We at Heso think what Winston Churchill said about democracy, that it “is the worst form of government except all the others that have been tried,” is bunk. We can do better. The Scandinavian Model is proof of that. It might not be possible in such a large heterogeneous country with a militaristic background but we have already done better in the recent past, namely the fifty years of relative middle class parity between the elections of FDR and Ronald Reagan.
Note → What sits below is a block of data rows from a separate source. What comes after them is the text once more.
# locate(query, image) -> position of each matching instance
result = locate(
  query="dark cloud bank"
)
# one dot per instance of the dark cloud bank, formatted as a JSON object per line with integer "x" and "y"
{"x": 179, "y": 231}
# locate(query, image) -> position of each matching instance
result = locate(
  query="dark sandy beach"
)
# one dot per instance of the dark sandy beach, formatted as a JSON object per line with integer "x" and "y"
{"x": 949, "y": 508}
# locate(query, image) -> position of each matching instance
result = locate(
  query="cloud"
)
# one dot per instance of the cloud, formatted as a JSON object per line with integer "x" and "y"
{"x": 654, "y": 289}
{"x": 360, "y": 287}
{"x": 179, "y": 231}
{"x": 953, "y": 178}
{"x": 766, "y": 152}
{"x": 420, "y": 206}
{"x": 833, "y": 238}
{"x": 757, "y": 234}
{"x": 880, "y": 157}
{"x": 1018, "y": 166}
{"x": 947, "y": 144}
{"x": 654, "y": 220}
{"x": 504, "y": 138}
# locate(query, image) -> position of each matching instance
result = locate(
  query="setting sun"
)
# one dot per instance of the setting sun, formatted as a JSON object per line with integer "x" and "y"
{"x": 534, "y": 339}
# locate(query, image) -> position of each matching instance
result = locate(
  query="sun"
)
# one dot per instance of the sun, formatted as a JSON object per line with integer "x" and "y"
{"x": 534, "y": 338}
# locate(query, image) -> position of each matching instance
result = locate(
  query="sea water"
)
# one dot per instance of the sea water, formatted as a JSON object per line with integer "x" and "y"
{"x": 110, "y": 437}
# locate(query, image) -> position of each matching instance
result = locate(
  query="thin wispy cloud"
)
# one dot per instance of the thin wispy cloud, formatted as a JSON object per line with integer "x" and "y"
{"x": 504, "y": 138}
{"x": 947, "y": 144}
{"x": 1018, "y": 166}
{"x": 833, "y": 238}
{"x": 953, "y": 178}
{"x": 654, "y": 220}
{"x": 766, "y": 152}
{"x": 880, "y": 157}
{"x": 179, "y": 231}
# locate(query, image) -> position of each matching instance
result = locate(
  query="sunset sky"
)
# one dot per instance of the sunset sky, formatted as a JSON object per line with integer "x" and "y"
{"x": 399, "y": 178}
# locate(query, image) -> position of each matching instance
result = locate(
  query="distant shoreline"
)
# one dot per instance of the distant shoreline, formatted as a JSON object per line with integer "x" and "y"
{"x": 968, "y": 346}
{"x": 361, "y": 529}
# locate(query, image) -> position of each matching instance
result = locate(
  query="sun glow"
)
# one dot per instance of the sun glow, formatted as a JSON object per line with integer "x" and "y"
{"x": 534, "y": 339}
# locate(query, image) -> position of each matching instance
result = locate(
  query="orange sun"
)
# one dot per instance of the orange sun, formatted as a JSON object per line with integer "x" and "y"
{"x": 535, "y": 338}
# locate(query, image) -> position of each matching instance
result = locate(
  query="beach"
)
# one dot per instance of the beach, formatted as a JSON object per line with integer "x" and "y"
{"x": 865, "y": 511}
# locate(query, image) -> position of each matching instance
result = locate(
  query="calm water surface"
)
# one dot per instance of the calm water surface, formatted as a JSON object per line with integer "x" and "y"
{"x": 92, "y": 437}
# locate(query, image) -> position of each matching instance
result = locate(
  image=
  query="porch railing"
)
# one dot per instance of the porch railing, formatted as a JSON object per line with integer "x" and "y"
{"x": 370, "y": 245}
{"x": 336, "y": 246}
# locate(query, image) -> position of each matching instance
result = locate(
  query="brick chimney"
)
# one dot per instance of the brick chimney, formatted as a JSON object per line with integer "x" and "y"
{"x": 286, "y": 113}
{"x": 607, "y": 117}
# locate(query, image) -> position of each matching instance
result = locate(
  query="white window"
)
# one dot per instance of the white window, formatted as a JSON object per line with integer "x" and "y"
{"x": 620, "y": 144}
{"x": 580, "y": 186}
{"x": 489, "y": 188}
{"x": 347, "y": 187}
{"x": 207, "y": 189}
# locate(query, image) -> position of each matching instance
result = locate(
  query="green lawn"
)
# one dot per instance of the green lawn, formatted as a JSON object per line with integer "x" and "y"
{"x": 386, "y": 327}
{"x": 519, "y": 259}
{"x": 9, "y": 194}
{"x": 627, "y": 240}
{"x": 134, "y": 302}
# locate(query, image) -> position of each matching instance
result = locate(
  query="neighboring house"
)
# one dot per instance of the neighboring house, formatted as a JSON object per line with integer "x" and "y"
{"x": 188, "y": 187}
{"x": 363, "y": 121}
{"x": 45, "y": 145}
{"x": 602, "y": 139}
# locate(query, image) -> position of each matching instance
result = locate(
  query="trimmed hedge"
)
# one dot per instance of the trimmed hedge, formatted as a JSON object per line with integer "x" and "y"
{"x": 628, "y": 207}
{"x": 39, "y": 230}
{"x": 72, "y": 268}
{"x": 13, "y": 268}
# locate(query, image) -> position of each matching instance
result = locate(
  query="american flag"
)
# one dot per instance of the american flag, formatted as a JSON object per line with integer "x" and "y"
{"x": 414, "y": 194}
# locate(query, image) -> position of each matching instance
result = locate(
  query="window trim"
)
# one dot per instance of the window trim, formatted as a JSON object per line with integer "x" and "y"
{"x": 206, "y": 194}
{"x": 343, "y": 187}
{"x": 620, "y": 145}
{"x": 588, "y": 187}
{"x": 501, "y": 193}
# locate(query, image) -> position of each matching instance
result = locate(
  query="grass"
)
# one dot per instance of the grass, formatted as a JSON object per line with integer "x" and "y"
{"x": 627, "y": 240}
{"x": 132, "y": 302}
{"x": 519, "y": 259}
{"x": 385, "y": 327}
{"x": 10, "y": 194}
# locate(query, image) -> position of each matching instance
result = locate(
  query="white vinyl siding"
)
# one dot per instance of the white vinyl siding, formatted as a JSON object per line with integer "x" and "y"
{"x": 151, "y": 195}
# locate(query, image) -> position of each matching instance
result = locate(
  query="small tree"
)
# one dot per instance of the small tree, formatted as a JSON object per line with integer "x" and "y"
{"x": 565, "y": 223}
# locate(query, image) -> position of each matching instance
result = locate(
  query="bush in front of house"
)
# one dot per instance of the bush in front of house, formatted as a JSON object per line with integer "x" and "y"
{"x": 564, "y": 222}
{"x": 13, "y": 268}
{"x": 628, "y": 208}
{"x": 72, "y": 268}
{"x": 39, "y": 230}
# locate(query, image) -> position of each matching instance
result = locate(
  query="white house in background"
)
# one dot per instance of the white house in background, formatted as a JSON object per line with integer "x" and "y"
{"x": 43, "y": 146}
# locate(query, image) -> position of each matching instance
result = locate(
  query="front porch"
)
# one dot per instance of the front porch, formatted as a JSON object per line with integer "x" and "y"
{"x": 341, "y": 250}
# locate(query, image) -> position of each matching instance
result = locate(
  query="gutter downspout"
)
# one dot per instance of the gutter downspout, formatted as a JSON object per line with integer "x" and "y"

While we take Churchill’s cynicism with a grain of salt, we take Martin Luther King’s words more seriously, especially, “The arc of the universe is long but it bends towards justice.” We might be wrong but we believe the GOP, with its characteristic racist nativism, hateful misogyny, religious fundamentalism and class war agenda, has no future in the increasingly tolerant, secularized, cultural plurality that is Tomorrow’s America. In spite of the evidence, we are optimists, even if once more, the lesser of two evils is still, well, somewhat evil.

‘Change’ is gonna come, but we don’t believe it will necessarily come from D.C. It’s gonna be us, grass roots, after the tempest, one community at a time. Even the worst storms are temporary. And in the afterglow amid tomorrow’s beautiful light, some rebuilding will begin.